D’Amore McKim School of Business, Finance Group
Department of Economics
370 Huntington Ave.
Boston, MA 02215
Primary: Household Finance, Public Economics
Secondary: Banking, Nonprofit Organizations
“Are (Nonprofit) Banks Special? The Economic Effects of Banking With Credit Unions” [Draft]
Nonprofit banks in the U.S. are primarily organized as credit unions (CUs) and have grown steadily over the last two decades, increasing their share of total lending to U.S. households. This paper studies the economic effects of banking with CUs using consumer credit report data merged to administrative data on originated mortgages and detailed data on the locations and balance sheets of CUs. To estimate causal effects, I construct a novel instrument for banking with a CU using a distance-weighted density measure of nearby CUs. I find that banking with a CU causes borrowers to have fewer unpaid bills, higher credit scores, and a lower risk of bankruptcy several years later. I find support for several mechanisms behind these results: CUs charge lower interest rates, price in less risk-sensitive ways, and are less likely to resell their originated mortgages in the secondary market. These results are inconsistent with CUs behaving as “for-profits in disguise”, and suggest that many consumers experience better outcomes with CUs than with for-profit banks.
“Credit Information Sharing: Implications for Credit Card Competition and Household Credit Access” (with Benedict Guttman-Kenney)
We study the consequences of a credit reporting innovation that enhanced the value of credit file data to US credit card lenders. The reporting innovation allowed lenders to observe a history of repayment behavior on each credit card, as opposed to only one month’s repayment amount. This paper analyzes lenders’ incentives to share data around this innovation and the consequences of resulting changes in data sharing upon individuals’ finances.
We document that this credit reporting innovation led to the unravelling of the data sharing equilibrium, with a large fraction of US credit cards no longer reporting payment information to credit bureaus. The unraveling of information sharing is inefficient because it increases informational asymmetries between borrowers and lenders. The selection of credit card lenders who stop reporting appears consistent with them having more market power and therefore more to lose from increased competition than other lenders. Lenders who stop reporting have a portfolio of borrowers with $90 (13%) higher spending each month and 13% more likely to repay debt in full than lenders who kept reporting. Without payment information, the borrowers at lenders who stop reporting appear less profitable and riskier than they actually are.
Using a difference-in-difference design, we test the effects of this unraveling on household credit access by comparing individuals whose information stopped being reported with individuals whose information was always or never reported. While the choice of lenders to stop reporting is endogenous, it yields an exogenous source of exposure across cardholders because they cannot anticipate the event. Our preliminary results suggest that the effects of the unraveling of data sharing on credit card credit limits and household borrowing are small. Ongoing work is investigating effects on implied costs of borrowing.
“Nonprofit Price Competition in Banking” (with Jordan van Rijn)

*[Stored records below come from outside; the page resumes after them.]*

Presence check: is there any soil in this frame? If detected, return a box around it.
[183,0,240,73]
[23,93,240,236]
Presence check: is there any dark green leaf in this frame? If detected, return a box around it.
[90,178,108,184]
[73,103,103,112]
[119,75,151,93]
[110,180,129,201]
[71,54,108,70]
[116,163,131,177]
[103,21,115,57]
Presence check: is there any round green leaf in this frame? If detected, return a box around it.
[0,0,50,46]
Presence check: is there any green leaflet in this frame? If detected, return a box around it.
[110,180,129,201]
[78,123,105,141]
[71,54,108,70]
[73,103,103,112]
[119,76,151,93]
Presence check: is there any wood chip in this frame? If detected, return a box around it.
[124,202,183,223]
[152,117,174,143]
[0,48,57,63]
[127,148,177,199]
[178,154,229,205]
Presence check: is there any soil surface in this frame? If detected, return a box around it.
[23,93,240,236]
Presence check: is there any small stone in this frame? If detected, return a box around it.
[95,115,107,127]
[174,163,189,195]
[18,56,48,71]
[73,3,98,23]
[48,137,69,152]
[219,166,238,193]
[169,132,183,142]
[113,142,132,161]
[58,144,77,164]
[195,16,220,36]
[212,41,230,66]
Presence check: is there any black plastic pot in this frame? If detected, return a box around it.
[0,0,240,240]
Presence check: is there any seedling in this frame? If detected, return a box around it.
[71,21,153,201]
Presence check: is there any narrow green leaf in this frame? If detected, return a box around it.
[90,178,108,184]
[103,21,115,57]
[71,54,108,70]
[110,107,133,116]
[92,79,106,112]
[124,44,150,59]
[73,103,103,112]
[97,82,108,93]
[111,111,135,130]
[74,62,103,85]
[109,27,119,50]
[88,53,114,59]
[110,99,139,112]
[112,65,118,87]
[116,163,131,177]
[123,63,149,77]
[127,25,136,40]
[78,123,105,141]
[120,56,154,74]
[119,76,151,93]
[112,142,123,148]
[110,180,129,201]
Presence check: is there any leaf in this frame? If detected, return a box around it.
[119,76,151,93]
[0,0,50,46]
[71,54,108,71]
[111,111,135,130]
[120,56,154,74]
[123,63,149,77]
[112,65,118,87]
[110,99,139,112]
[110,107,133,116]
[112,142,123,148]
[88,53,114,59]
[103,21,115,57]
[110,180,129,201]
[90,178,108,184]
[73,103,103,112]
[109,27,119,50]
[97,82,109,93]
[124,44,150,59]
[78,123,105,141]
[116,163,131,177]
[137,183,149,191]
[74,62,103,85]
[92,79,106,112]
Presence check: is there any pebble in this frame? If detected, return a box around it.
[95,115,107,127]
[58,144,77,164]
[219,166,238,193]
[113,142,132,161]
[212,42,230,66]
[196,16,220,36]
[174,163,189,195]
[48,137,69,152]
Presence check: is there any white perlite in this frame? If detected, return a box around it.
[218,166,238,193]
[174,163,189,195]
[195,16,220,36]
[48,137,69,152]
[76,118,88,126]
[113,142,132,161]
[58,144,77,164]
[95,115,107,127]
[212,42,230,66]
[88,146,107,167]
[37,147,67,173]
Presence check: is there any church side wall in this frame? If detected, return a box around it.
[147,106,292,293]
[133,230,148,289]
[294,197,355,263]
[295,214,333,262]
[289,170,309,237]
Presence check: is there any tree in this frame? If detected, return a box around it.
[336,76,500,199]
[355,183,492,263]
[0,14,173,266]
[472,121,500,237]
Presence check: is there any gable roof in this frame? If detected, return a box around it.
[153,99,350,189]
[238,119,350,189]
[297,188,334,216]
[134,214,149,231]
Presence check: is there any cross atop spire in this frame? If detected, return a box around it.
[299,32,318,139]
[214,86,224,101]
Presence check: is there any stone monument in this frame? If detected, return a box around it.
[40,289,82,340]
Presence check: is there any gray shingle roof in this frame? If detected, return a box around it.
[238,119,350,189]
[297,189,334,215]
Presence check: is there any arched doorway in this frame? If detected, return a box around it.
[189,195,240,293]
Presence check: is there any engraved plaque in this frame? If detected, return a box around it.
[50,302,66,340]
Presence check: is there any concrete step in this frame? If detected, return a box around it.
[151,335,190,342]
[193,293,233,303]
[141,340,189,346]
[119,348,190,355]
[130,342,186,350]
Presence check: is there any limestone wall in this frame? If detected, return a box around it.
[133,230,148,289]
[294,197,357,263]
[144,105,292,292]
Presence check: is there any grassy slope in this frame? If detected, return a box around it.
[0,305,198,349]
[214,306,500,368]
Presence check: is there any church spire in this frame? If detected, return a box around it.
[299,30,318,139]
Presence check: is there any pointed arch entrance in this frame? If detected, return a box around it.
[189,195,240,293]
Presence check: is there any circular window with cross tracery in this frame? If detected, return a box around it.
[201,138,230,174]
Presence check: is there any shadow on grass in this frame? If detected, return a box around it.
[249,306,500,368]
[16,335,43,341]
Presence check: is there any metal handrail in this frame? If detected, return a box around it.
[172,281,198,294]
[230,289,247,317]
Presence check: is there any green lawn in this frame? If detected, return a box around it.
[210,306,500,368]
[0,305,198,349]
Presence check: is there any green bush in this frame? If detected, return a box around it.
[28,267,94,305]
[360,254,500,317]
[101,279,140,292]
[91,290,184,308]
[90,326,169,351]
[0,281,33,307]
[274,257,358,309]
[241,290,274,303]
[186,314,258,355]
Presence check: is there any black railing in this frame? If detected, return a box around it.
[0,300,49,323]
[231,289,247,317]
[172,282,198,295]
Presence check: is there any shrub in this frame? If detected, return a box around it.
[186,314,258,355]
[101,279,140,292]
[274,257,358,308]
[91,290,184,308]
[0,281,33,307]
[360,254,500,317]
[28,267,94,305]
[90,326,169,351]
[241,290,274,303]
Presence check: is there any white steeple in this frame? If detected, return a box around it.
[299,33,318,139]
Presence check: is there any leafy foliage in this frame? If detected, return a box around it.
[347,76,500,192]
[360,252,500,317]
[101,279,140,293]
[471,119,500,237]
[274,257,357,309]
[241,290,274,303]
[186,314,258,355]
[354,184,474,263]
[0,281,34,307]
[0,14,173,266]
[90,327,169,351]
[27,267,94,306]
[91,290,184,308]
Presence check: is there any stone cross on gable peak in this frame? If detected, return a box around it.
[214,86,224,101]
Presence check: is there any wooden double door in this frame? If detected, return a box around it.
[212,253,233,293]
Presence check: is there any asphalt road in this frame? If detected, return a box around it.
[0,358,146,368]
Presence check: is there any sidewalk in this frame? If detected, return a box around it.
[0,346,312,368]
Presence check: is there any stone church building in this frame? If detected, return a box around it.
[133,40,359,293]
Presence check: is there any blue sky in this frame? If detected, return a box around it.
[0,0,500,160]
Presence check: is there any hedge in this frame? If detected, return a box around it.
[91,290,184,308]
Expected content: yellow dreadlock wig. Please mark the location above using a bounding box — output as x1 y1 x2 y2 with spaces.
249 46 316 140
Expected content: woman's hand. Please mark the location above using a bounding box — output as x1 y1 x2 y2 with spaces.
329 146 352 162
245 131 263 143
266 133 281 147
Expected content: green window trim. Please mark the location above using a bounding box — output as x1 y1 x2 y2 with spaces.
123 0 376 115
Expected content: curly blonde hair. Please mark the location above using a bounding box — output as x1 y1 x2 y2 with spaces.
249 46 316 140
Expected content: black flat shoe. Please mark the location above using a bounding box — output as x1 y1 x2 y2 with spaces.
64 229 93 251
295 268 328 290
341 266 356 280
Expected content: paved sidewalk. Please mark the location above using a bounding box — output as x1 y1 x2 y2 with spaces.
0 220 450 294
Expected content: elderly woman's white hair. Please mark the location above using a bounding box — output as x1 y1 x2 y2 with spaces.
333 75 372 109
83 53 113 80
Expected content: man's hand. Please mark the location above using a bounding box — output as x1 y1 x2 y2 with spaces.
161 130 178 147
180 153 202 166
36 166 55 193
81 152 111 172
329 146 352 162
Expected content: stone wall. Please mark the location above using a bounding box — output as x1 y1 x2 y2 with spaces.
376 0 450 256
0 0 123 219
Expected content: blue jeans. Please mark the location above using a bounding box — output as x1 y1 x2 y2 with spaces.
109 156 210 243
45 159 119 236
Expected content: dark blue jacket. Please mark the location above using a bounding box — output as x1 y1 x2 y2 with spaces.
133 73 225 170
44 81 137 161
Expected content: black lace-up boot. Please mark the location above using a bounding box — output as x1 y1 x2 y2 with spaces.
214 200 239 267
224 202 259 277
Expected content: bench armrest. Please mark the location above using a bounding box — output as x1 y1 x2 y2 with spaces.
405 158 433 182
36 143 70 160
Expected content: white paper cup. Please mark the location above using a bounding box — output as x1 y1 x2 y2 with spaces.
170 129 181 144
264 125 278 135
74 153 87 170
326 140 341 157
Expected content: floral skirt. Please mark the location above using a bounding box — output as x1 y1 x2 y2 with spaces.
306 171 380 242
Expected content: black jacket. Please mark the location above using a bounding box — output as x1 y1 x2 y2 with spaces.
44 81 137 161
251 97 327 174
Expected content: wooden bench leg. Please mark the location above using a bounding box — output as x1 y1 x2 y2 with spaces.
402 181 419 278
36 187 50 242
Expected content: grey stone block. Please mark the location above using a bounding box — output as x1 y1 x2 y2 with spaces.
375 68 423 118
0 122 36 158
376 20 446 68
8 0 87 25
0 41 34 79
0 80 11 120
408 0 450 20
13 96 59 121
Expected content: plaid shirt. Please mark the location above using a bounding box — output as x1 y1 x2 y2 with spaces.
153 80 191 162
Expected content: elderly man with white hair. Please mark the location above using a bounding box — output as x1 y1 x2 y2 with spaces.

Price theory models predict that nonprofit and for-profit firms should respond differently to changes in market power. We test this prediction in small geographic banking markets using quasi-experimental variation in market power induced by mergers of large national banks. Linking list price data on loans and deposits from S&P’s Ratewatch to the FDIC’s summary of deposits, we compare Credit Unions’ price response to for-profit banks’ response. Findings are interpreted in the context of theories of firm pricing, nonprofit behavior, and debates on tax policy.